The Digital Euro will be free to use and accessible to all, but it would be the lawmakers who will decide what personal information the bank will have access to, the European Central Bank said in a Jan. 23 statement.
Member of the ECB’s Executive Board, Fabio Panetta, said:
It will then be up to you, the co-legislators, to establish the optimal balance between the protection of privacy and the achievement of other important objectives of a public nature.
The executive mentioned important public objectives, such as the fight against money laundering, the financing of terrorism, and tax evasion or compliance with any sanctions.
Instead of a direct-to-central bank model, researchers earlier recommended a supervised intermediary approach for the digital euro.

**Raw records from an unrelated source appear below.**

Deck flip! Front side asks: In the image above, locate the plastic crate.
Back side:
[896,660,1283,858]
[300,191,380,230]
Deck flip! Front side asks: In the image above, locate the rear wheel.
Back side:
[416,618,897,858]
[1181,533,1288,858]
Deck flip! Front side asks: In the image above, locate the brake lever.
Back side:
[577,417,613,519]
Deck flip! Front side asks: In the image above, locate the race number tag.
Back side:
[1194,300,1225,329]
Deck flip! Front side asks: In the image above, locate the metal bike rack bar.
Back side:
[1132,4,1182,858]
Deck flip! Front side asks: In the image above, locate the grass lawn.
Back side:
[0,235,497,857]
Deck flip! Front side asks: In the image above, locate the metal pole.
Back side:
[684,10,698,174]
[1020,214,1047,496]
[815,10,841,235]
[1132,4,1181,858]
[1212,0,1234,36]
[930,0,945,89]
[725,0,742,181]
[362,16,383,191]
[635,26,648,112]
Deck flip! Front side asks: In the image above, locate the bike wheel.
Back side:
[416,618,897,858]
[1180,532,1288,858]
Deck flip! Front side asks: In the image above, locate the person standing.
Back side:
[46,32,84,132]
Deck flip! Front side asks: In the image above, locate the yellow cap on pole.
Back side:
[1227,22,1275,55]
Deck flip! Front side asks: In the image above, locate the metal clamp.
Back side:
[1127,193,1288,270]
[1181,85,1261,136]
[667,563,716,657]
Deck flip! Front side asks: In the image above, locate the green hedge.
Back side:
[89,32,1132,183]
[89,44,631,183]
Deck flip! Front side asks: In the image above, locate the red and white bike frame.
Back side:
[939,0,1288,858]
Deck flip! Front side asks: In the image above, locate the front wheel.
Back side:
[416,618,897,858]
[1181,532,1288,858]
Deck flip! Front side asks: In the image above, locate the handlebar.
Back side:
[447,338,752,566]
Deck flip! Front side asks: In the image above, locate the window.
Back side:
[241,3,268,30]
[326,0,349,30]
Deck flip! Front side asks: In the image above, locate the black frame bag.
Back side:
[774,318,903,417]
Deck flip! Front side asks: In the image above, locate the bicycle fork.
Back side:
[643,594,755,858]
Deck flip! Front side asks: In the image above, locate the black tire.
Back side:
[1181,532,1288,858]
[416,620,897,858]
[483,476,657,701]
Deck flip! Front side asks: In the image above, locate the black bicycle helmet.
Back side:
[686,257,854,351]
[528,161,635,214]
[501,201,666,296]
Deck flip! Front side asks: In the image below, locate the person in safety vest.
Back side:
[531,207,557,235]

ECB believes supervised intermediaries are in the best position to identify use cases for conditional payments and other advanced payment services. The ECB could develop its own standalone payment app or allow private banks to incorporate the digital euro into their systems as intermediaries.
Digital euro preliminary phase completion by 2023
ECB began studying the digital euro in October 2021. By 2023, ECB hopes to complete the preliminary phase of the digital euro project.
Further, the European Commission will submit its legislative proposal regarding the currency this year, according to Fabio Panetta. However, as the executive stated, the apex bank would continue the currency’s investigative phase throughout the year.
Panetta added:
The priority of the digital euro project has always been clear: to preserve the role of central bank-issued money in retail payments while offering users the option to use it even where this is not possible today, such as in e-commerce.
Initial testing of the Digital Euro token EURM is already underway in Spain with a small group of applicants. However, the Eurogroup of the European Council said on Jan. 16 that future digital euros will not be programmable and will convert to traditional assets automatically.